Opinion
May 13, 1991
Appeal from the Supreme Court, Nassau County (Molloy, J.).
Ordered that the order is affirmed insofar as appealed from, with costs.
The plaintiff's original verified complaint, the thrust of which was that the defendant's negligent installation of a sewer system caused damage to the plaintiff's water main and roadway, alleged seven causes of action. By order dated September 4, 1985, the Supreme Court, Nassau County (Harwood, J.), found that three of these causes of action were blatantly defective and four were defective in that they failed to specify dates of certain pertinent events. The plaintiff was directed to amend its complaint to include the necessary dates, and to serve it on the defendant within 20 days. The plaintiff complied with the order dated September 4, 1985, and inserted the necessary dates; however, its amended complaint reiterated the three blatantly defective causes of action. Thereafter the defendant answered and discovery commenced.
Some three years later the plaintiff sought leave to serve a further amended complaint to delete its cause of action sounding in trespass and interpose a cause of action sounding in continuing nuisance, to amend its seventh cause of action to assert a claim based on Highway Law § 320 seeking treble damages, and to add a cause of action for a judgment declaring that Highway Law § 320 is applicable to the instant action. The plaintiff also sought partial summary judgment on the declaratory judgment cause of action. The defendant then cross-moved to dismiss the complaint on the ground that the plaintiff had failed to comply with the order dated September 4, 1985.
In the order appealed from, the court denied the plaintiff's motion in all respects and granted the defendant's motion to the extent of dismissing the plaintiff's fifth, sixth, and seventh causes of action, which were those deemed to be blatantly defective in the prior order.
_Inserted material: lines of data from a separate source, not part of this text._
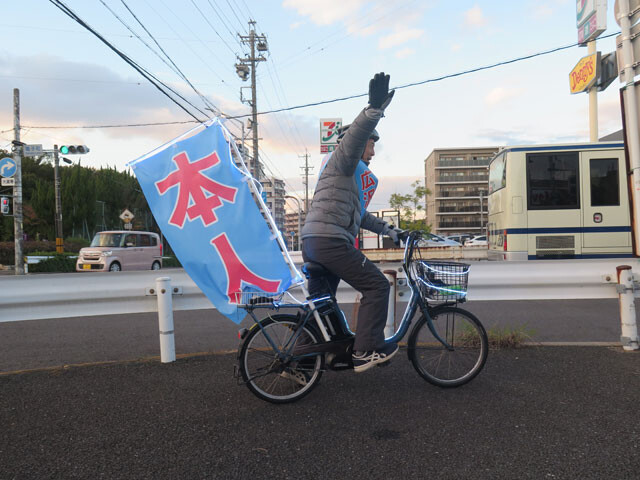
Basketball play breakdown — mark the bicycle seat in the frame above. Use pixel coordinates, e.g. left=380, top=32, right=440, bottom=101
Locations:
left=302, top=262, right=331, bottom=278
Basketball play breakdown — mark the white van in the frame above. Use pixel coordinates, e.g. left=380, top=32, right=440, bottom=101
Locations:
left=76, top=230, right=162, bottom=272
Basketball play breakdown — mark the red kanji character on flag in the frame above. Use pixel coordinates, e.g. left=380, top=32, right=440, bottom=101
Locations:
left=156, top=152, right=237, bottom=228
left=211, top=233, right=280, bottom=304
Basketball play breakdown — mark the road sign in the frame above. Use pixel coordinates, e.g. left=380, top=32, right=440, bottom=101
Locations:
left=22, top=144, right=43, bottom=157
left=0, top=157, right=17, bottom=177
left=120, top=208, right=135, bottom=223
left=320, top=118, right=342, bottom=153
left=613, top=0, right=640, bottom=26
left=569, top=52, right=600, bottom=93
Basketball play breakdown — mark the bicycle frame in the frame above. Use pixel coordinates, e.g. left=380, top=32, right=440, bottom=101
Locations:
left=240, top=232, right=453, bottom=360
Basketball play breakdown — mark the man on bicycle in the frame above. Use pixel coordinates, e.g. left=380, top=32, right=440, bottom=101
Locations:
left=302, top=72, right=398, bottom=372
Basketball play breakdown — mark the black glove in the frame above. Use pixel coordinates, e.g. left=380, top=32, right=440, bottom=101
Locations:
left=369, top=72, right=395, bottom=110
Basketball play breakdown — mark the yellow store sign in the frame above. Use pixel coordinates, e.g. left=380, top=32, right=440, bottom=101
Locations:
left=569, top=53, right=599, bottom=93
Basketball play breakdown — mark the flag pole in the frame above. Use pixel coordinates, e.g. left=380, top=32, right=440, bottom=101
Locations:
left=222, top=118, right=309, bottom=284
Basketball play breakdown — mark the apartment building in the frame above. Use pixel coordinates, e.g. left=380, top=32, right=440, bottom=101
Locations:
left=424, top=147, right=500, bottom=236
left=260, top=177, right=285, bottom=233
left=282, top=208, right=306, bottom=250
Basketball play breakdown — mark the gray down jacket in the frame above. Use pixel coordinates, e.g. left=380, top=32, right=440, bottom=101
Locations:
left=302, top=107, right=389, bottom=244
We affirm.
"It is well settled that leave to amend * * * should be freely granted unless the amendment sought is palpably improper or insufficient as a matter of law or unless prejudice and surprise directly results from the delay in seeking the amendment" (Nissenbaum v Ferazzoli, 171 A.D.2d 654, 655; see, McCaskey, Davies Assocs. v New York City Health Hosps. Corp., 59 N.Y.2d 755; Barnes v County of Nassau, 108 A.D.2d 50; Town Bd. v National Sur. Corp., 53 Misc.2d 23, affd 29 A.D.2d 726). While the defendant's claims of prejudice are unwarranted, the causes of action that the plaintiff is seeking to add to its complaint are insufficient as a matter of law.
Nuisance has been defined as "a conscious and deliberate act involving the idea of continuity or recurrence" (cf., State of New York v Long Is. Light. Co., 129 Misc.2d 371, 375, citing Metropolitan Life Ins. Co. v Moldoff, 187 Misc. 458, affd 272 App. Div. 1039), and a "`degree of permanence is an essential element'" (State of New York v Long Is. Light. Co., supra, at 375, citing Ford v Grand Union Co., 240 App. Div. 294, 296). Applying these principles to the allegations in the plaintiff's proposed further amended complaint, it is clear that it has attempted to allege a continuing and recurring problem and permanent damage; however, upon a careful examination of the entire proposed further amended complaint, it seems apparent that a cause of action sounding in nuisance cannot lie. The alleged injuries to the water main and roadway were not caused by the defendant's conscious or deliberate act and have been repaired. Any alleged future injury would be nothing more than mere speculation.
Additionally, since the type of conduct covered by Highway Law § 320 must be deliberate and intentional (see, State of New York v Ranks, 115 A.D.2d 194; Town of Waterford v Brockett Lbr. Co., 227 App. Div. 422), the defendant's alleged negligent acts cannot be the subject of a cause of action grounded in that provision. Thompson, J.P., Brown, Eiber and O'Brien, JJ., concur.